Trunk-Based Development: The CI/CD Strategy That Powers FAANG
Trunk-based development (TBD) is a source control branching model where all developers integrate their changes into a single shared branch (the trunk/main) at least once a day. This contrasts with Gitflow's long-lived feature branches that often cause painful merge conflicts.
Why TBD Works
Google, Facebook, and Netflix all use TBD at scale. The key insight: small, frequent integrations catch bugs earlier, reduce merge conflict surface area, and ensure the codebase is always in a deployable state.
Feature Flags: The Secret Weapon
TBD relies on feature flags to deploy incomplete features safely. Code is merged to trunk but remains hidden behind a flag until ready. This separates deployment (code ships to production) from release (users see the feature).
from unleash import UnleashClient
client = UnleashClient(url="http://unleash-server/api", app_name="mirahlabs-api")
if client.is_enabled("new-dashboard"):
return render_template("dashboard_v2.html")
return render_template("dashboard.html")
Required CI Practices for TBD
- Fast test suite: Tests must complete in under 10 minutes or devs skip them.
- Pre-commit hooks: Run linting, type-checking, and unit tests before every commit.
- Automated quality gates: Require green CI and code coverage thresholds before merge.
Pair Programming and Code Reviews
TBD reduces the need for lengthy PR reviews because changes are smaller and more frequent.
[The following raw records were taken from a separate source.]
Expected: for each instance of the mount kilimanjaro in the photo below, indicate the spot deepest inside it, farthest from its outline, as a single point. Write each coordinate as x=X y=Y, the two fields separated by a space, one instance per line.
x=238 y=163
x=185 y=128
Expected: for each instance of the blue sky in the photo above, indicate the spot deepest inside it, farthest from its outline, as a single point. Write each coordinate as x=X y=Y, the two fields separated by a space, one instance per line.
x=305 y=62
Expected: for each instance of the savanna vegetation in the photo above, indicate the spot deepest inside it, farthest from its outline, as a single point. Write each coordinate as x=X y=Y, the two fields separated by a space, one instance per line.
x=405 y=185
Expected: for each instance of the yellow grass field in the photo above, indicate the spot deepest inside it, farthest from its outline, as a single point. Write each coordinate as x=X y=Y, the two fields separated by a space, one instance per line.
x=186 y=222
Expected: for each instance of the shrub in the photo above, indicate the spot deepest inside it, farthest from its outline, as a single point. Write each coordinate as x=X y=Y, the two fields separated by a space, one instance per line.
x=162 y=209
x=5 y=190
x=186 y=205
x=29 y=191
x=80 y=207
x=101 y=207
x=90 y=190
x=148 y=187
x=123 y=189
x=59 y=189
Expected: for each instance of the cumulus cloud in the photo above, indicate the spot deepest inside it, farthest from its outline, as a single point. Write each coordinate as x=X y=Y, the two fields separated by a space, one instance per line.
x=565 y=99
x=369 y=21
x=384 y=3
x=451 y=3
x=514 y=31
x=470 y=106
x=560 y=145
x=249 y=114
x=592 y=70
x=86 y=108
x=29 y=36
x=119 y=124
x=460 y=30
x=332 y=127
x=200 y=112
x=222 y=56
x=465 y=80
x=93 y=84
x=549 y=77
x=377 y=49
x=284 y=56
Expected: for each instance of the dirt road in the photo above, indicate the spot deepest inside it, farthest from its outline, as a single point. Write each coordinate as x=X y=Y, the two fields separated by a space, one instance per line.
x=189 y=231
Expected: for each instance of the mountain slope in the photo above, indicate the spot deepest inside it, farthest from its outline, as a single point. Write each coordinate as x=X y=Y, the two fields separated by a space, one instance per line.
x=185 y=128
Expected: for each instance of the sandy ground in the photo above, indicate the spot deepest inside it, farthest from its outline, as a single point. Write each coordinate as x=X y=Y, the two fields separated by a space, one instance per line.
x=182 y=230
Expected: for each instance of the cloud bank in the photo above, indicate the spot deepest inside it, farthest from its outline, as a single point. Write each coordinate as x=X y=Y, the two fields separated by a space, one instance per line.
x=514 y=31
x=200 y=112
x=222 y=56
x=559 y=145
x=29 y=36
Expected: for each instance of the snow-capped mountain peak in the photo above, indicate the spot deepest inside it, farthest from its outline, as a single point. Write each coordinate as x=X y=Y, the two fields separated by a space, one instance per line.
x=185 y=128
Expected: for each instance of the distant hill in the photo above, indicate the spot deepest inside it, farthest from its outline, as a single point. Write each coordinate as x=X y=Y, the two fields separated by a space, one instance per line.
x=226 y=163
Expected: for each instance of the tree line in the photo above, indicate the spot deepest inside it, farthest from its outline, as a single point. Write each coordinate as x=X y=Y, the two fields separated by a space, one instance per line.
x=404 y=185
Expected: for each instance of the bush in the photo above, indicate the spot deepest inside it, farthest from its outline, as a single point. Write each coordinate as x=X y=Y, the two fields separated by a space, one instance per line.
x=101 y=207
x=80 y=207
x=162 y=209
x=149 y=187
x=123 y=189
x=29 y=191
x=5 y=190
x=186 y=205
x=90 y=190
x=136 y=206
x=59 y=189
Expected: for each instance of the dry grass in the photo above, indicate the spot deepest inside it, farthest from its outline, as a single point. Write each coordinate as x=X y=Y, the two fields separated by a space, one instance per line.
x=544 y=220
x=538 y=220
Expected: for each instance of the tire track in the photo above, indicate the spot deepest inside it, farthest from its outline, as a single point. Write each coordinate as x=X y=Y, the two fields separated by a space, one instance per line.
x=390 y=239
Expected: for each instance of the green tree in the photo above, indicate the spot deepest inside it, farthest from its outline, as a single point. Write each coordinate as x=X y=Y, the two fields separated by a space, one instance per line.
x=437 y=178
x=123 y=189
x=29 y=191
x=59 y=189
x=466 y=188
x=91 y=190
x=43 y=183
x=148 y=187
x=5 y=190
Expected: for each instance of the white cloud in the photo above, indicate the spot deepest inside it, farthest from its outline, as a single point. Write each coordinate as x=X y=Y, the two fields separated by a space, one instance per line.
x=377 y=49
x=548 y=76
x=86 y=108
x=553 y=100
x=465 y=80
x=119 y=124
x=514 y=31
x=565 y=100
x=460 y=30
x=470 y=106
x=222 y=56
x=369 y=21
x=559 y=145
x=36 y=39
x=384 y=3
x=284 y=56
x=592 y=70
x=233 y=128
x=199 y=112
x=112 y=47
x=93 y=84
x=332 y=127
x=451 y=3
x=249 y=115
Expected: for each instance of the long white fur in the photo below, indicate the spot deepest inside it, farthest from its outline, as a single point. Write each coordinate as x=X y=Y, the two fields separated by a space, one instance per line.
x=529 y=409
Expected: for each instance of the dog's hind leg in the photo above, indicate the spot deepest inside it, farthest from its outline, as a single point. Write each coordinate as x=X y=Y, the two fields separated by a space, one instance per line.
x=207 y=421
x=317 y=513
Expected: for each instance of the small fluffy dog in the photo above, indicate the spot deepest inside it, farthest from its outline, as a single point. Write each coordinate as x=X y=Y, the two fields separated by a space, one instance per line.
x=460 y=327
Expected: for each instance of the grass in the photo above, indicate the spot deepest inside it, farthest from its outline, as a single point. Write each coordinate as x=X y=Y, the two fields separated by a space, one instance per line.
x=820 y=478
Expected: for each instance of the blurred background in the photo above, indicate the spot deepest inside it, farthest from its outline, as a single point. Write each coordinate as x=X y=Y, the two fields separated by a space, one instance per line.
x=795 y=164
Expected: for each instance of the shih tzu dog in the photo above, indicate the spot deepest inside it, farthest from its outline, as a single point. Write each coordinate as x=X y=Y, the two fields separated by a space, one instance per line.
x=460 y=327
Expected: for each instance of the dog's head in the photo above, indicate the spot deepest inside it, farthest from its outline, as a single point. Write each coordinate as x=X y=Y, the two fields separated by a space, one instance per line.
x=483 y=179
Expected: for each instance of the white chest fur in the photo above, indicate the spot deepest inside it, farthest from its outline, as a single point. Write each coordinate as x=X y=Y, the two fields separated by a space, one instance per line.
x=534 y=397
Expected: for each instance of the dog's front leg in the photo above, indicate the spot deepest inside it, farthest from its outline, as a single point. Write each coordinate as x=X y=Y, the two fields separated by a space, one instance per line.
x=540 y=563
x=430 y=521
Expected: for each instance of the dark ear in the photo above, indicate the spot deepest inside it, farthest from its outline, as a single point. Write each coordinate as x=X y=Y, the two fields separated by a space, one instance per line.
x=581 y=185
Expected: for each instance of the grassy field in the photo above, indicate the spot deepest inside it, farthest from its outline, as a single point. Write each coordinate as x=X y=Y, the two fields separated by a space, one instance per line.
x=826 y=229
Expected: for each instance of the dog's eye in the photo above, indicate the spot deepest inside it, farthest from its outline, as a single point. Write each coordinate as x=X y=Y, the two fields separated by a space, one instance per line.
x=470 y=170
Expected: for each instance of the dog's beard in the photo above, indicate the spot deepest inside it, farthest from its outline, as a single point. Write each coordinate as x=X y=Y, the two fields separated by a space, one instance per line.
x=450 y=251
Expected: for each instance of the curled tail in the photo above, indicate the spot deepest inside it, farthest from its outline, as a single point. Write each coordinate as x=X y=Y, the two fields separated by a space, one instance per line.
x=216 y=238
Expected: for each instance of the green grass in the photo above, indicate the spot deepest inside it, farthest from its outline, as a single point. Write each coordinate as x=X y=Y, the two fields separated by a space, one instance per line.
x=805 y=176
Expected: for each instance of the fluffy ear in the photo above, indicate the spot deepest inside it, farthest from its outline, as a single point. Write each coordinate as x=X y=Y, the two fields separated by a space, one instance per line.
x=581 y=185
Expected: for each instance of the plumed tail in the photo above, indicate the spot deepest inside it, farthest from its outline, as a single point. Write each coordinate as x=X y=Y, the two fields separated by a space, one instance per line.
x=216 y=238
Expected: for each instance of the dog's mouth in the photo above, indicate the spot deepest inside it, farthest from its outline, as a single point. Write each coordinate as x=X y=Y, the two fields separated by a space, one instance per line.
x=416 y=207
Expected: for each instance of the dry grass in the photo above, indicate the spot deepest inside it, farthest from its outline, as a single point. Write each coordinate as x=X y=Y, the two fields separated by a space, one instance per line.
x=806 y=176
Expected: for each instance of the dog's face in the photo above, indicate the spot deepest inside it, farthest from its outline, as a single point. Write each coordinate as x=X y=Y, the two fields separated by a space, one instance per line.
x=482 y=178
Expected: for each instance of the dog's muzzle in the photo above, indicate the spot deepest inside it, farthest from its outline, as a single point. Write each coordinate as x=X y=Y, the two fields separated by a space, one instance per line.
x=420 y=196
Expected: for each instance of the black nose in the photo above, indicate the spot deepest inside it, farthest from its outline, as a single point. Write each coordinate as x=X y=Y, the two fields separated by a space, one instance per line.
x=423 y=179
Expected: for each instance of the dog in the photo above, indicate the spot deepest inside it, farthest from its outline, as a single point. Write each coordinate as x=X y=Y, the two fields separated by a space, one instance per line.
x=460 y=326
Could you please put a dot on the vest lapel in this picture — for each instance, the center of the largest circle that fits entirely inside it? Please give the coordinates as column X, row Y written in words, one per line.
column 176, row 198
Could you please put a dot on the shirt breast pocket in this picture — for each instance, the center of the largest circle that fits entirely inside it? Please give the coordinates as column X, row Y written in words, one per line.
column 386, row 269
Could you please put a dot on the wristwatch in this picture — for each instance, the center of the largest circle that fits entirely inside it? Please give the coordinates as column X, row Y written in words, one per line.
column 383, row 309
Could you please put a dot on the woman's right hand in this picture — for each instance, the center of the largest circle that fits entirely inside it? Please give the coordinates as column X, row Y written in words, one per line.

Pair programming or mob programming replaces asynchronous review for critical changes, enabling faster feedback loops.
Production Terraform & Docker Infrastructure Config
To implement this in production, here is a complete Terraform configuration template for deploying highly available target group services with auto-scaling alerts, alongside a multi-stage optimized Docker file:
# Terraform Provider AWS declaration
provider "aws" {
region = "us-east-1"
}
# Auto Scaling Group configuration
resource "aws_autoscaling_group" "app_asg" {
name_prefix = "mirahlabs-app-asg-"
desired_capacity = 2
max_size = 10
min_size = 2
vpc_zone_identifier = ["subnet-12345", "subnet-67890"]
launch_template {
id = aws_launch_template.app_lt.id
version = "$Latest"
}
target_group_arns = [aws_lb_target_group.app_tg.arn]
tag {
key = "Environment"
value = "Production"
propagate_at_launch = true
}
}
# Dynamic Scaling Policy based on Target CPU Utilization
resource "aws_autoscaling_policy" "cpu_scaling" {
name = "target-cpu-scaling"
autoscaling_group_name = aws_autoscaling_group.app_asg.name
policy_type = "TargetTrackingScaling"
target_tracking_configuration {
predefined_metric_specification {
predefined_metric_type = "ASGAverageCPUUtilization"
}
target_value = 65.0
}
}
And here is the corresponding multi-stage production Dockerfile to build lightweight, secure images:
# Stage 1: Build dependencies
FROM python:3.11-alpine AS builder
WORKDIR /app
RUN apk add --no-cache gcc musl-dev libffi-dev g++ postgresql-dev
COPY requirements.txt .
RUN pip install --user --no-cache-dir -r requirements.txt
# Stage 2: Final lightweight image
FROM python:3.11-alpine
WORKDIR /app
RUN apk add --no-cache libpq
COPY --from=builder /root/.local /root/.local
COPY . .
ENV PATH=/root/.local/bin:$PATH
EXPOSE 5001
USER 1001
CMD ["gunicorn", "--bind", "0.0.0.0:5001", "run:app"]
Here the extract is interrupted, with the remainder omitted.